You see, Christ was speaking to a mixed-multitude. There were those who received His teaching with open hearts, and those who spurned His truth and persisted in unbelief. Rather than try to weed-out the believers in order to instruct only them, Christ set His teaching before the crowds in the form of parables. Those who had hearts to believe would embrace the teaching and seek to understand further, and those who rejected it, even though they had heard, would not understand at all.
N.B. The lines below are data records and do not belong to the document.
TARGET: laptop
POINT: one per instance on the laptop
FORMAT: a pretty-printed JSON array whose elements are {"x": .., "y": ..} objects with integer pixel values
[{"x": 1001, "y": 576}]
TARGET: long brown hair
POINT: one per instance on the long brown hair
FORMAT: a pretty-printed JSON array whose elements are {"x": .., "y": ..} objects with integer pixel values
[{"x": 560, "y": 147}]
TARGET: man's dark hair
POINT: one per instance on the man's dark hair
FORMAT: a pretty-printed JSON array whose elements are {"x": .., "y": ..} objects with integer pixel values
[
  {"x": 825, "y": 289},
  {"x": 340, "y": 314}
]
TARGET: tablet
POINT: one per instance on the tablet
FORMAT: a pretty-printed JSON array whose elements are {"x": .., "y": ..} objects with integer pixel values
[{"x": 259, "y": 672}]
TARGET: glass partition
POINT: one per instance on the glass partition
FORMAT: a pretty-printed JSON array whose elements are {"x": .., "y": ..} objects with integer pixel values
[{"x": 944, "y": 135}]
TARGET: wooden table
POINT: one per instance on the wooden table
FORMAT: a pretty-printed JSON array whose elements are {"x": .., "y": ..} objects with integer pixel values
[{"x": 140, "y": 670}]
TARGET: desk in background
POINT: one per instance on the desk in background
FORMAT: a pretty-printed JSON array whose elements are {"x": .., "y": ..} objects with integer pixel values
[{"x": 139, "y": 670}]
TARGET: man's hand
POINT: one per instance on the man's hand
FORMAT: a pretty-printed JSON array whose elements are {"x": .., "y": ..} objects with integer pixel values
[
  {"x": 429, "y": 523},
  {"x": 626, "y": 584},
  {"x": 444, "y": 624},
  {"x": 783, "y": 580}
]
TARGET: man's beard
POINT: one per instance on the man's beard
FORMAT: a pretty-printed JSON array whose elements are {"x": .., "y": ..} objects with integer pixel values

In this way, parables withdraw the light from the rebellious at heart who hate the truth, and give light to those who believe and love the truth.
The implication of this is profound: more than a mere homiletical device or a powerful didactic tool, the parables of Jesus are actually designed to help us see whether illuminating grace is on the move in our lives. (Whether we fully understand every nuance of a given parable is not the main concern — even the disciples had to have some interpreted for them.) Parables function as little tests of faith, beckoning us to see and believe and obey the truth of the Storyteller.
So as we seek to be the church in this world, let us eagerly read the parables of Jesus — and all of God’s Word — with a humble dependence on the gracious, illuminating work of the Holy Spirit. Let us ask these kinds of questions: Am I embracing Christ as the ultimate good of the gospel today? Am I open to His teaching? Am I joyfully abiding in His instruction? Am I really interested in His truth? Do I have eyes that want to see and ears that want to hear the words of life?
In reading this way, we will become joy-filled partakers of the great story to which the gospel has so graciously called us, and the Word of God will become a deep well of life-giving truth that provides rich, spiritual satisfaction for our souls.